Peringatan tahun ini bukan saja unik dan menarik. Namun sangat aktual. Mengusung tema “Food. Feed. Fibre. Sustainable Production and Consumption”. Menitikberatkan pada upaya perubahan pola pikir sekaligus sikap publik sebagai pendorong utama terjadinya degradasi lahan dan kekeringan. Tersebab kian derasnya produksi dan tingginya konsumsi akan tiga kebutuhan pokok komunitas di berbagai tingkatan. Pangan. Pakan. Pakaian. Demi produksi yang berkelanjutan. Juga konsumsi yang bertanggung jawab.
Tak terbantahkan. Dengan populasi terbesar keempat dunia, kebutuhan Indonesia akan konsumsi makanan, pasokan pakan (ternak) dan ketersediaan pakaian juga sangat besar. Terus meningkat secara signifikan. Untuk mengimbanginya, diperlukan bukan hanya sikap bijak industri di sektor hilir. Berupa tanggung jawab pemenuhan kebutuhan konsumsi. Sebagai negara pemilik lahan (hutan) tropis terbesar ketiga dunia, tidak kalah penting adalah upaya pemanfaatan dan pengelolaan bijak DAS sebagai sumberdaya lahan secara berkelanjutan di sektor hulu.
Lahan Sumber Peradaban
Perkembangan peradaban umat manusia tak dapat dipisahkan dari keberadaan lahan. Komunitas apapun, dimanapun serta kapanpun. Sejarah mencatat, pola pemanfaatan lahan komunitas di berbagai belahan dunia mulai mengalami lompatan perubahan revolusioner, sejak manusia meninggalkan peradaban berburu meramu (food and hunting period). Memasuki tahapan peradaban pertanian. Baik pertanian masyarakat tradisional (tribal community) maupun petani menetap (peasant community).
Tatkala manusia mulai mengenal budaya domestikasi, baik dalam bentuk bercocok tanam maupun budidaya hewan ternak, lahan menjadi bagian tak terpisahkan. Dalam konteks tahapan peradaban tersebut, lahan secara langsung menjelma menjadi sumber kehidupan. Menjadi sumber produksi pangan, juga arena penggembalaan dan sumber pakan ternak. Bahkan, dalam tahapan perkembangan berikutnya, lahan juga menjadi sumber produksi serat. Sebagai bahan baku utama pakaian.
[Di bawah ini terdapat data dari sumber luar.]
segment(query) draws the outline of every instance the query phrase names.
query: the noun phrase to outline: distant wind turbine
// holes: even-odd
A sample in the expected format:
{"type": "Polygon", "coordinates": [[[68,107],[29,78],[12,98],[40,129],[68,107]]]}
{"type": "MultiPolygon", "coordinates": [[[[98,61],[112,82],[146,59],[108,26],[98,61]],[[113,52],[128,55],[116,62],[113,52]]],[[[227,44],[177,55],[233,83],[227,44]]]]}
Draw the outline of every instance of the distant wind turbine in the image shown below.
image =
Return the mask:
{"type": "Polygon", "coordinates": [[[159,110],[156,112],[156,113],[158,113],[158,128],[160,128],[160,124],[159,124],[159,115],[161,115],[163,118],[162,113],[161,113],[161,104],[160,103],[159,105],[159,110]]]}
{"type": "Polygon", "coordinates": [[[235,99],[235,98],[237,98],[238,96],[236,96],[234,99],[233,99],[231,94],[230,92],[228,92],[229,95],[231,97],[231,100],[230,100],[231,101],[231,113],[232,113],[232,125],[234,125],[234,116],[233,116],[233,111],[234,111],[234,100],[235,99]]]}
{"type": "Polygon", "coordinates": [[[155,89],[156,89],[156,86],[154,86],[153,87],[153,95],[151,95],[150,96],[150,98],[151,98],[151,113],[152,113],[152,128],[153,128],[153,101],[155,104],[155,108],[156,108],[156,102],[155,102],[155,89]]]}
Memasuki peradaban modern, fungsi lahan pun berkembang kian kompleks. Selain menjadi sumber produksi, juga menjadi ruang hidup dengan berbagai fungsi. Sebagai tempat tinggal (pemukiman), industri dan perkantoran, infrastruktur, wisata dan estetika serta berbagai pemenuhan ruang lainnya. Termaktub dalam bingkai penggunaan kawasan dan pemanfaatan lahan. Baik di dalam kawasan hutan maupun kawasan non hutan. Dalam payung tata ruang.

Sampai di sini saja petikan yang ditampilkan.